BE54 - The Effect of Long Term Statin Treatment on Cell Viability in Colorectal Cancer Cells

University Readiness Center Greatroom

Context:

Colorectal cancer (CRC) is the third most common type of cancer and the third most common cause of cancer death in the United States. In recent years, studies have shown that there are anti-carcinogenic effects on CRC cell lines when using reductase inhibitors or statins. Statins are typically prescribed for the prevention of cardiovascular diseases. Additionally, statins inhibit 3-hydroxy-3-methylglutaryl coenzyme A reductase (HMGCR) in the mevalonate pathway, disrupting tumor-promoting processes, such as YAP/TAZ-dependent transcriptional response and DNA methyltransferase (DNMT), altering DNA methylation of tumor suppressor genes. It has also been found that statins can be safely used for long-term cancer prevention.

Objective:

This study aims to assess the effect of long-term atorvastatin or simvastatin treatment on the viability and mitochondrial activity of colorectal cells using the MTS Assay. The objective is to determine whether statins reduce CRC proliferation compared to standard chemotherapy.

Methods:

Colorectal cancer cell lines HCT-15, SKCO-1, and HT-29 were cultured according to the protocol from the American Type Culture Collection. Cells were treated with either of the experimental statin solutions every time they were passaged. Treatment groups were as follows: 10 μM atorvastatin, 40 μM atorvastatin, 10 μM simvastatin, 40 μM simvastatin, 40 nM doxorubicin (DOXO) as the positive control, or 40 nM dimethyl sulfoxide (DMSO) as the negative control. Untreated cell viability was also assessed as a baseline prior to treatment.

Cell viability was assessed every two weeks using the MTS Assay. Cells were plated at a concentration of 1x10^5 live cells/mL in a 96-well plate, as determined by the Trypan Blue Exclusion Assay. After cells were established in their wells for 48 hours, each well was treated with 20 uL MTS Solution. Absorbance readings were taken every 30 minutes over the course of 2 hours at 450 nm using an ELISA plate reader.

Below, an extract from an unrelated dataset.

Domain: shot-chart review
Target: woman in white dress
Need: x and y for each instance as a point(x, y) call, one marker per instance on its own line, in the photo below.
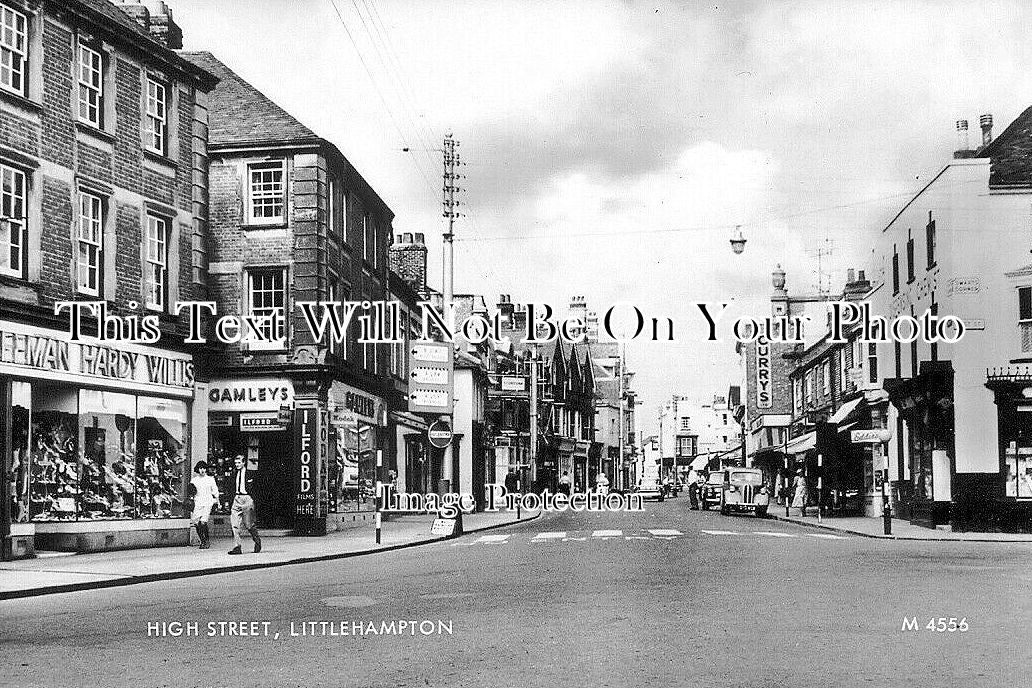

Statistical analysis was performed using a 2-sample T-test with a Bonferroni correction, with a p-value of ∝ = 0.05/28 = 1.80E-3.

Results:

This study is still ongoing, but preliminary results showed that prolonged statin treatment decreases colorectal cancer cell viability over time. After treatment, the CRC cells significantly decreased in growth rate between passages, as confirmed by visual observation via inverted light microscopy.

Conclusion:

Statin treatment decreases colorectal cancer cell viability, demonstrating its potential for use as a chemotherapy alternative. However, analysis of treatment over several months is necessary to ensure that drug resistance does not develop.